Deux artistes soutenus par la galerie depuis des années. Deux parcours artistiques « en miroir », entre Orient et Occident. Mark Tobey, originaire du Wisconsin, dont le cheminement artistique est étroitement lié à l’évolution spirituelle. Sa rencontre avec la foi Bahaï, ses voyages en Extrême-Orient et ses contacts avec le Zen sont déterminants dans ses œuvres ainsi que la création de son écriture blanche, White Writing. Cette série, en partie exposée à Shanghai, se fait l’écho de l’exposition Dark Writings de Yang Jiechang à Paris, au même moment, présentant une vingtaine d’œuvres de différentes périodes créatives, emblématiques du parcours de l’artiste.

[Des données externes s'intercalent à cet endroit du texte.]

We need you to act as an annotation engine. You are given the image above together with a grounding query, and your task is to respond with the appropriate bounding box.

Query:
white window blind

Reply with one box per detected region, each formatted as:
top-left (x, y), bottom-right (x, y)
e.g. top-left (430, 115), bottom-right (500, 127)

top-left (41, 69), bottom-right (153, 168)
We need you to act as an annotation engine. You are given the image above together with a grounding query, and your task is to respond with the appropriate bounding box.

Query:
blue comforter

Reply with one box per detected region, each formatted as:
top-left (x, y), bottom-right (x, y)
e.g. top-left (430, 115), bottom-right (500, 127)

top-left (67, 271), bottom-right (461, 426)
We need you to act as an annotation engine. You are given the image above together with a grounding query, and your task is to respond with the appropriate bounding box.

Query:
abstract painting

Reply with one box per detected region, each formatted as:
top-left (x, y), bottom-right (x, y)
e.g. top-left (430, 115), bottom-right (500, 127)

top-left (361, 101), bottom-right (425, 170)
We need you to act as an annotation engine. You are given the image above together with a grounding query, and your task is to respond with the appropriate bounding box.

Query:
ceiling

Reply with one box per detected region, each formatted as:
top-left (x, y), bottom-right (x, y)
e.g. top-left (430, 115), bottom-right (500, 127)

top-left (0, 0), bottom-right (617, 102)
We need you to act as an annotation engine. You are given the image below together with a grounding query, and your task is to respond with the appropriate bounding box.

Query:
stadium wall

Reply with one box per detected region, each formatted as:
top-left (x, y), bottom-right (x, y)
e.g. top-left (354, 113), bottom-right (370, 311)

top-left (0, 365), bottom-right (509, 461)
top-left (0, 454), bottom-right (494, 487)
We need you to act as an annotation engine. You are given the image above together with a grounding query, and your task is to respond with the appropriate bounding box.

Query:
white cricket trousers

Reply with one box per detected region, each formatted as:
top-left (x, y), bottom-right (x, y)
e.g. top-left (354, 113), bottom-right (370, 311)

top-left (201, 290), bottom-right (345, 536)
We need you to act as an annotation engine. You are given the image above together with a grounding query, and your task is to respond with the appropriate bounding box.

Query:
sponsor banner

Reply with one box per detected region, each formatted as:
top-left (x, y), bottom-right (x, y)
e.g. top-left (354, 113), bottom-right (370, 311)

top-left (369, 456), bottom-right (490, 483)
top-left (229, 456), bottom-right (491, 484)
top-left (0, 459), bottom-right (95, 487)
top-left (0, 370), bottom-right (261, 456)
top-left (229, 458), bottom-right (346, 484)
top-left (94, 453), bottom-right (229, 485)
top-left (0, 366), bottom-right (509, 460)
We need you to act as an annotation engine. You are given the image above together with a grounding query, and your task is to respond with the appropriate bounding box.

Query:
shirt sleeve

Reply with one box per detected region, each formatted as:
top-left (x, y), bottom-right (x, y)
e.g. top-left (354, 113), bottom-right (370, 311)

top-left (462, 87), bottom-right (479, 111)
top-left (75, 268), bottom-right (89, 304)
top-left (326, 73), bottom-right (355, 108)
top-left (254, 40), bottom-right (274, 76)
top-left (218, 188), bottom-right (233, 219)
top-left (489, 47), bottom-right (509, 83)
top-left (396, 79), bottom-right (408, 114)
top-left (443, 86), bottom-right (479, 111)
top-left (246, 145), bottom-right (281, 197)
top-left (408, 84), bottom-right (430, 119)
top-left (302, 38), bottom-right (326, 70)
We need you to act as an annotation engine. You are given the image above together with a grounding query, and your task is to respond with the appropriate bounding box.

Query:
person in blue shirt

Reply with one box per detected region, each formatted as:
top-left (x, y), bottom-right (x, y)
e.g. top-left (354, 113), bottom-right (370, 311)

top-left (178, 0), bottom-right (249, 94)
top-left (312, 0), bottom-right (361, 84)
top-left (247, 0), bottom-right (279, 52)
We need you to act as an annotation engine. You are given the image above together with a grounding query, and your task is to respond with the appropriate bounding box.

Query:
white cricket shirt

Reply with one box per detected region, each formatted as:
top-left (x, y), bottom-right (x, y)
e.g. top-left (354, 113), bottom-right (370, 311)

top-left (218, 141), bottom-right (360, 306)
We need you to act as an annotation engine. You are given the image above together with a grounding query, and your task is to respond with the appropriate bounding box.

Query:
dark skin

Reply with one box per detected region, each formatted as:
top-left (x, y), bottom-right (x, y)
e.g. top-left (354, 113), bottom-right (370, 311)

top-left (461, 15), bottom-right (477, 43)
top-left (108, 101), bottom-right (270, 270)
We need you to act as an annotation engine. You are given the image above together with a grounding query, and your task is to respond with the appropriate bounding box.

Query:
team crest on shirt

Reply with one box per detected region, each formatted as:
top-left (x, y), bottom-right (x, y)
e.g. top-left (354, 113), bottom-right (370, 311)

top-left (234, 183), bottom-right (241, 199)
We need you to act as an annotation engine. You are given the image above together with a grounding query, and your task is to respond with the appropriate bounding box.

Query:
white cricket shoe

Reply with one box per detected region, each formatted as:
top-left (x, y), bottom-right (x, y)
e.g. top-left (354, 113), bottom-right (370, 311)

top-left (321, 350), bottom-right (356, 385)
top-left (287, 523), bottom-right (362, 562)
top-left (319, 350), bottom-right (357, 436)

Originaire de Foshan, ville bouddhiste, taoïste et confucianiste de la Chine du Sud, Yang Jie-Chang y vivra jusqu’à la fin de la Révolution Culturelle en 1978. En 1970, il intègre les gardes rouges dont il s’éloigne finalement pour se former à la calligraphie traditionnelle chinoise entre 1974 et 1978, à l’Institut d’art populaire de Foshan puis, à partir de 1978, à l’Académie des Beaux-Arts de Canton, où il acquiert une grande maîtrise de la calligraphie et de la peinture à l’encre. L’année 1982 est marquée par sa rencontre essentielle avec le prêtre Huangtao qui l’initie à la Voie du Tao. Dès ce moment, je pénétrais dans un monde gris et noir . Dès ce moment, il choisit aussi de changer de nom au profit de celui qui signifie « qui demande au ciel ». Yang Jiechang. La voie du Tao est acte de création à part entière, loin de toute idéologie, au profit d’une disponibilité primordiale. L’artiste déclarait en 1991 : J’espère que ma vie quotidienne deviendra de plus en plus une méditation. Voilà pourquoi, lorsque je peins je ne peins pas. Mes tableaux ne sont pas des tableaux. Mon idéal serait de les éloigner de toute trace de peinture.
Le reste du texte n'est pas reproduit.